Grande découverte ça ! J'adore Quay Cur, le reste est du même niveau, voire mieux, mais celle-là, je sais pas, une sorte de "déjà-entendu" assez magique. Et puis tout ça est bien varié, tout rose et pétillant avec des vrais morceaux d'aluminimum dedans.

Aladdin_Sane › mercredi 23 mai 2012 - 13:34  message privé !

Pas un album facile mais le suivant que j'écoute en ce moment non plus (Rehearsing my choir). La discographie des Fiery Furnaces est l'une des plus singulières de l'indie-rock.

Note donnée au disque :       
Aladdin_Sane › jeudi 19 janvier 2012 - 20:30  message privé !

Le EP est effectivement trés bon.
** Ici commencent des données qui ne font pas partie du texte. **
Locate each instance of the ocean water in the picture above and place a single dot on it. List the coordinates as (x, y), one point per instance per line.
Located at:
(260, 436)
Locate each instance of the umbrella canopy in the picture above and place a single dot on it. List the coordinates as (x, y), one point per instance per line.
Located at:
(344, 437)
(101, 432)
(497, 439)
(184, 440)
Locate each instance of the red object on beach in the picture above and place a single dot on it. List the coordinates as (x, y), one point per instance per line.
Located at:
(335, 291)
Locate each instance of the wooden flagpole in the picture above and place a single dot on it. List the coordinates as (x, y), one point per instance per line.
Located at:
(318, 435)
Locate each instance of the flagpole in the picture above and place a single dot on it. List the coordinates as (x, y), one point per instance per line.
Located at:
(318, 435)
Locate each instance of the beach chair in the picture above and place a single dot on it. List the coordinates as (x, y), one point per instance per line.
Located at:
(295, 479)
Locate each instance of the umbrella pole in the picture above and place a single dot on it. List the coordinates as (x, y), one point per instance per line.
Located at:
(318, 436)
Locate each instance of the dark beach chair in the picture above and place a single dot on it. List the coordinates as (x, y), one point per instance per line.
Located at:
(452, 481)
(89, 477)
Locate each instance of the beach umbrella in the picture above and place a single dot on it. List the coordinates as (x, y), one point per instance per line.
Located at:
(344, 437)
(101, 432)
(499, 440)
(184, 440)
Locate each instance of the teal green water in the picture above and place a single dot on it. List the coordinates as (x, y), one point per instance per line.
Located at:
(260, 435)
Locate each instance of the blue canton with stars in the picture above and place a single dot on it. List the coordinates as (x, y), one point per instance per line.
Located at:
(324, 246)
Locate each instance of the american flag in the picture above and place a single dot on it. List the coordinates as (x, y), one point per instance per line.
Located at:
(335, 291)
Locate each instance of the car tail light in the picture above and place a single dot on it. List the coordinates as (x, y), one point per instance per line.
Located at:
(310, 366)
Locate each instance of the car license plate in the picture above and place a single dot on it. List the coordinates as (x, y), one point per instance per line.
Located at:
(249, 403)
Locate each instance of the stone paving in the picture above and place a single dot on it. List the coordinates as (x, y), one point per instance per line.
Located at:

Il faut que je me penche aussi sur Bitter Tea qui vaut le déplacement à ce qu'il paraît.

Note donnée au disque :       
dariev stands › jeudi 19 janvier 2012 - 17:19  message privé !
avatar

oui énorme ce live... la version de Chris Michaels est vertigineuse, un everest ! par contre j'imagine que pour les gens qui connaissent pas déjà bien le groupe ça doit etre assez inaccessible... Widow city est bien pour commencer justement, ou comme je le disais je sais plus ou, le EP qui s'apelle "EP", avec tous les tubes.